Italy Welcomes Giorgia Meloni as New Prime Minister

By: Chak Kai Wong

On October 22rd, 2022, Giorgia Meloni was inaugurated as Italy’s new prime minister at Sala dei Galeoni (Galleon Room). There, the former Prime Minister Mario Draghi and Meloni held a confidential handover ceremony, welcoming her to the office. She became the first female PM in Italy’s history and her tenure invites a wave of speculation from the global communities as Meloni’s successful bid for prime minister represents a wider trend of resurging far right nationalist movements across the world.

Giorgia Meloni was born in Rome in 1977. Growing up as a working class girl in a southern neighborhood of Rome, she has been associated with far-right political organizations for her entire political career. She joined the Italian Social Movement, a neo-facist conservative party at the age of 15. In the 2022 election, her party, Brothers of Italy, and the center-right coalition government it formed won a total of 237 seats in the 400-seat Chamber of Deputies. Meloni ran with a platform involving lower taxes, less European Union bureaucracy, and the blockade of illegal immigration, depicting herself as champion of the Italian nationalist movement and promising to put her country’s interest first.

Meloni has often been criticized for her stance against abortion, LGBTQ+ rights, and preference for zero-tolerance immigration policy.

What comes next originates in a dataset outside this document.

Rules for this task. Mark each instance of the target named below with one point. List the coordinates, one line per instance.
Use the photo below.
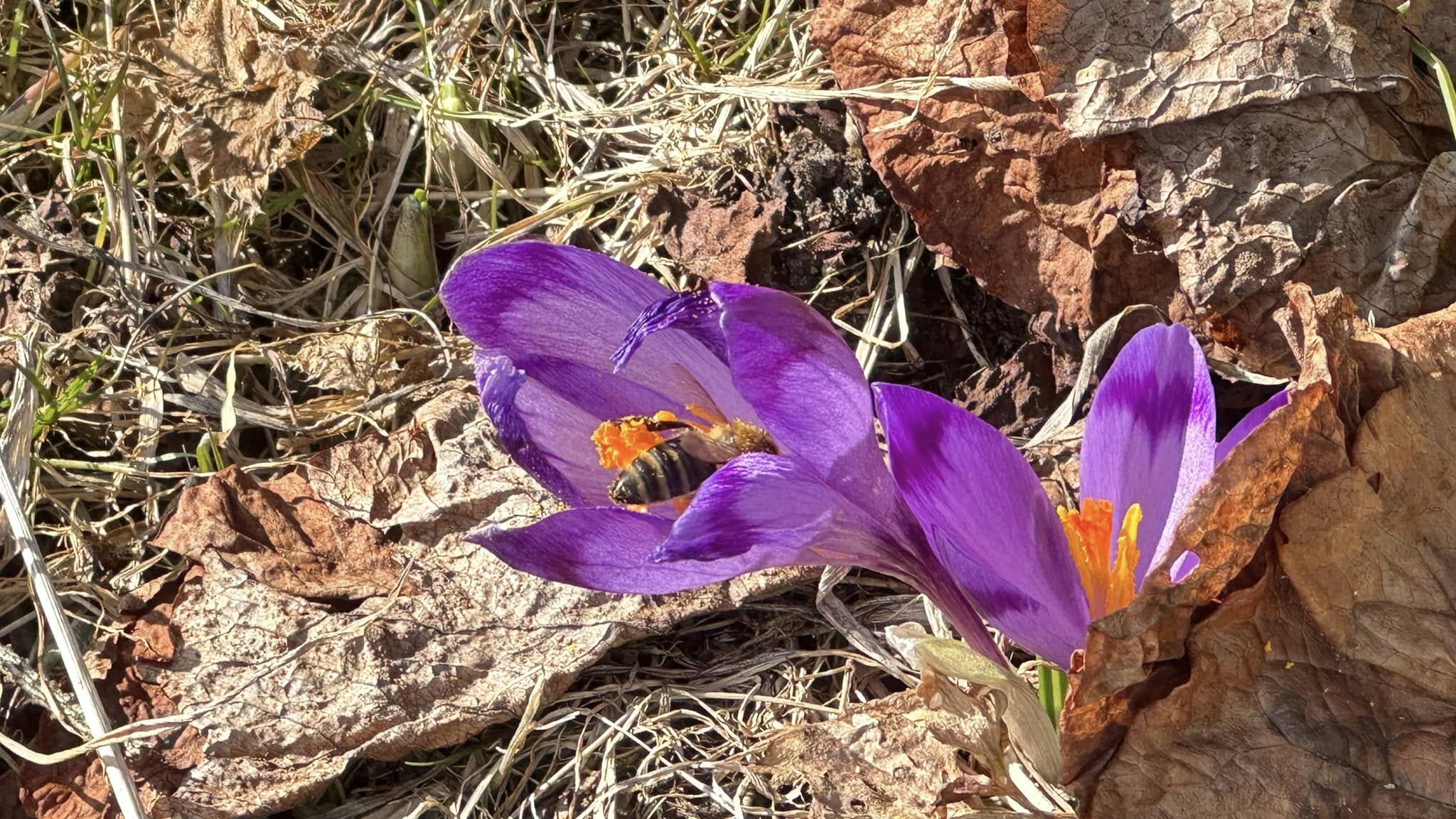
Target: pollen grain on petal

She has also proposed to use a naval blockade to prevent immigration from Libya. Earlier in the election cycle, she outlined her agenda as the prime minister of Italy. “Yes to the natural family, no to the LGBT lobby, yes to sexual identity, no to gender ideology… no to Islamist violence, yes to secure borders, no to mass migration… no to big international finance… no to the bureaucrats of Brussels!” said Meloni in a campaign speech. 

The most controversial aspect of Meloni’s party is her association with the neo-facist movement. She has self-characterized as a right-wing populist, and has expressed mixed claims about her involvement in the movement. In an interview held when she was 19, she praised the former Facist dictator Benito Mussolini. “He is a good politician, in that everything he did, he did for Italy … [Mussolini] is the best politician of the last 50 years,” said Meloni to the newscast.  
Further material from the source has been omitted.